The whirlwind of emotions that threatened to flatten me were fierce. I raged. I ranted. I wanted to cry, throw dishes, and raise holy hell. I did none of those things, however. I found that I couldn’t shed a tear; I yearned to sob and release some of the tension, the pain, but it was as if all my anger had removed all tears from my body. I did not throw dishes; I couldn’t justify the waste of breaking a perfectly good item and chancing a sliver of glass would make its way into a child’s foot. The holy hell that begged to be released was eventually quieted, hushed into submission, and that’s when the numbness began to take over. 

A dear friend told me that I shouldn’t pay attention to what he is doing; we had decided to separate. His choices were his alone and I needed to focus on myself and my children. I listened to her. I stopped checking the phone records.

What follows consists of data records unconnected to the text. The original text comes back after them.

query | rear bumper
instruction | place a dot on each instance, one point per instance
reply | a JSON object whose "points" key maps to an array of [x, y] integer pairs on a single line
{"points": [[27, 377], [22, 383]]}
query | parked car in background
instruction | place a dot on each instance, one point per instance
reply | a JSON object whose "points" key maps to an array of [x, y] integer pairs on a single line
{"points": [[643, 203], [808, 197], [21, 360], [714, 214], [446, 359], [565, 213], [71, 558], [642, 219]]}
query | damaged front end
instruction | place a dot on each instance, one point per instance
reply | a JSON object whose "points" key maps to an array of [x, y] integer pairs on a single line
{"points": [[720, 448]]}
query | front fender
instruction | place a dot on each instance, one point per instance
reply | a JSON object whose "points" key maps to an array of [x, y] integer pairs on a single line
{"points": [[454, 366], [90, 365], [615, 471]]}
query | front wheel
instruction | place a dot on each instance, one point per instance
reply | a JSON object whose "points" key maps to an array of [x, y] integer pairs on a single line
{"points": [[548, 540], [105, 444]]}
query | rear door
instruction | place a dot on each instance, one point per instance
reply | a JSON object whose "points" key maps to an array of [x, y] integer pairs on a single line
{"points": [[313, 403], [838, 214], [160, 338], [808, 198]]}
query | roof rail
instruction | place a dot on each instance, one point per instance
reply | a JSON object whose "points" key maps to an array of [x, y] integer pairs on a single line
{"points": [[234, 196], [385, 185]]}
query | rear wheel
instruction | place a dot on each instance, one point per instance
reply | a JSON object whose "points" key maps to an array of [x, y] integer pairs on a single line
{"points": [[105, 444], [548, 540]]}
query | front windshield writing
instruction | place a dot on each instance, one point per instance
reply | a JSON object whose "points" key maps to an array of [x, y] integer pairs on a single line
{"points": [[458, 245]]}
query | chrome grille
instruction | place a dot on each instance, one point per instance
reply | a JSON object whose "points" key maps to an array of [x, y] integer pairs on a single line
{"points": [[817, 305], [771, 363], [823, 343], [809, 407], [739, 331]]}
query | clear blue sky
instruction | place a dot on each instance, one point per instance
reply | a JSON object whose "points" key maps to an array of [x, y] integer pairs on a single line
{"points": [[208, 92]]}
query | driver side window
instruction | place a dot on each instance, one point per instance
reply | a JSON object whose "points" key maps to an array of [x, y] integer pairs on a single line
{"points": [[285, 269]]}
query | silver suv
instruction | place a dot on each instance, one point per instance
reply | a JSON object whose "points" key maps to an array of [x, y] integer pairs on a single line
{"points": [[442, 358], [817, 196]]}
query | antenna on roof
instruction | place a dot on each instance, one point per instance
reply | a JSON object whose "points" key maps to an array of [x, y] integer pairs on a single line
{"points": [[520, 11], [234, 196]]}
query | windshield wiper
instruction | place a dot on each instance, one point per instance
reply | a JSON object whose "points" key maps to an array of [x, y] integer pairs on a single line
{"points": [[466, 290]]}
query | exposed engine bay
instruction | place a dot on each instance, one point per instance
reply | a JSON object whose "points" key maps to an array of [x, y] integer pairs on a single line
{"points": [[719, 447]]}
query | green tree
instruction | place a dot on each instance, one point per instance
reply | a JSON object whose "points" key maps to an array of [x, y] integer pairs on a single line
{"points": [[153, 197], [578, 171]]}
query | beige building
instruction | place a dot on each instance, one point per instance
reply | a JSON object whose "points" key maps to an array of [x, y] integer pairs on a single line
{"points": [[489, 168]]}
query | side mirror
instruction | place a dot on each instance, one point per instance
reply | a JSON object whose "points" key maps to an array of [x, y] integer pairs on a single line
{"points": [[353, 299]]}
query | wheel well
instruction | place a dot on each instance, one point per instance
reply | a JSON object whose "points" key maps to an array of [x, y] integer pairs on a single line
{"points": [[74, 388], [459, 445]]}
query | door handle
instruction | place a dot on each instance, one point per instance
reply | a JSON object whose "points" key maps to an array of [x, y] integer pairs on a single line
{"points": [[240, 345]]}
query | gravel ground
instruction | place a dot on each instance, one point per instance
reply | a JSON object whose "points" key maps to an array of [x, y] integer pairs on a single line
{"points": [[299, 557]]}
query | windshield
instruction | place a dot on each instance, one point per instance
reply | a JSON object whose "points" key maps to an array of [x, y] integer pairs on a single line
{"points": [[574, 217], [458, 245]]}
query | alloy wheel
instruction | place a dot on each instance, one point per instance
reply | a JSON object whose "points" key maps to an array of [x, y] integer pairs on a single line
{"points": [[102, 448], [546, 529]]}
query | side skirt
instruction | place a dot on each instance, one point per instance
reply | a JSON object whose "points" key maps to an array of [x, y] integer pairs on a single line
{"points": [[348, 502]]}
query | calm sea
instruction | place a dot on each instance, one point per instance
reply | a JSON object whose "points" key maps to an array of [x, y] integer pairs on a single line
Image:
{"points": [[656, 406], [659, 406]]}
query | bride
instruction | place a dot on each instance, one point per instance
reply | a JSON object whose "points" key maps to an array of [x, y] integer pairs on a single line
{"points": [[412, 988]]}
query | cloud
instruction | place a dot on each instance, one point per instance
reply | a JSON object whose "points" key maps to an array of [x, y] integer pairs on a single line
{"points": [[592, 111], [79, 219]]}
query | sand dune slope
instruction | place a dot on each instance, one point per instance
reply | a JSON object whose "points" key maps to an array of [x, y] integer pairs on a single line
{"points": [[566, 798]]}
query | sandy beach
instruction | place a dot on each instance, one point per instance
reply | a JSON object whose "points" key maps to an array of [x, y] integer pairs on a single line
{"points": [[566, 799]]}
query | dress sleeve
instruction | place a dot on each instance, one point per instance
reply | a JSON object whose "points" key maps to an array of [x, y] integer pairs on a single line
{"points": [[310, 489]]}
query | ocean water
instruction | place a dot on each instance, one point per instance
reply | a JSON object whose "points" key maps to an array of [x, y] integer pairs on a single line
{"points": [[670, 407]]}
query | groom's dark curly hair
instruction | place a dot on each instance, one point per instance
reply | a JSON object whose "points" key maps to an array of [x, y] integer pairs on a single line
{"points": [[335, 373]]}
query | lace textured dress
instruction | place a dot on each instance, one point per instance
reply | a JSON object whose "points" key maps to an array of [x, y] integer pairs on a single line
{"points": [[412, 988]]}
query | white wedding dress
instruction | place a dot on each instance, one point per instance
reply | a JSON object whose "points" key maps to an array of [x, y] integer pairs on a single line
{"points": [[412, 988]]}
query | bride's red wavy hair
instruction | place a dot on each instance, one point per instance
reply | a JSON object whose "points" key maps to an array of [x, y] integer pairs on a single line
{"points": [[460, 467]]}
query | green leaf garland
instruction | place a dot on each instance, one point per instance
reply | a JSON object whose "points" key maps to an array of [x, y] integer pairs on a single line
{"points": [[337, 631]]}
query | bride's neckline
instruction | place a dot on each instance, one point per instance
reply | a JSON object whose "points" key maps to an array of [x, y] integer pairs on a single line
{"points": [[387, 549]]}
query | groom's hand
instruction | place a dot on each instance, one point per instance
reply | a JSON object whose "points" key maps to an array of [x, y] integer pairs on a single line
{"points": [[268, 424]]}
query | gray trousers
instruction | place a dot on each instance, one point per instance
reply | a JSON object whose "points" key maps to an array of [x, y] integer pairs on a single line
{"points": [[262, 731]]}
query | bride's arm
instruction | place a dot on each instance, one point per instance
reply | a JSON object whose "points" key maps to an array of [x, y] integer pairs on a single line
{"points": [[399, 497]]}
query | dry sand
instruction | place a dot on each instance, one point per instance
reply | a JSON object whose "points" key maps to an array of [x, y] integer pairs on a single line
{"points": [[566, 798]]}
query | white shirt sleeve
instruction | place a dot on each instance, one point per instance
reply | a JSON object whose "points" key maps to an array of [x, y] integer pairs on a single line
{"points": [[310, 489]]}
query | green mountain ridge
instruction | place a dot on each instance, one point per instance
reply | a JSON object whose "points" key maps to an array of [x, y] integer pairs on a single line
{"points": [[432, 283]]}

When odd purchases or cash withdrawals showed up in the checking statement, I ignored them. I believed the lies that I was told because it was easier, tidier, and calmer. The fire that had once roared brightly was nearly snuffed out; I felt cold, numb, and very detached. 

During this time, I began reading. I read about co-dependancy. I discovered the laundry list of adult children of alcoholics and dove in. I researched childhood trauma and its effects on adult relationships. I began therapy. Within the past few weeks, I discovered podcasts that have covered these topics and more. The words I’ve listened to have shaken me to my very soul. I’ve laid in bed at night with tears streaming down my face as strangers described my life and how I was feeling. The pain was immense. It throbbed and ached like a bad tooth. Sometimes I would feel my breath catch, the sharp jab near my ribs reminding me that the pain wasn’t merely emotional, but physical as well. Then, in late fall, I met my husband’s girlfriend. 

Our initial meeting was brief. I was dropping the kids off at their new apartment. I had heard how she couldn’t wait to meet me all day from Lee. As I climbed the steps, I had no idea what to expect. This was such a new territory; one I hadn’t planned on entering until I had years to work through the demise of my marriage. Now, I was about to knock on the door of the apartment that the man I was still married to shared with another woman. Awkward doesn’t quite cover it.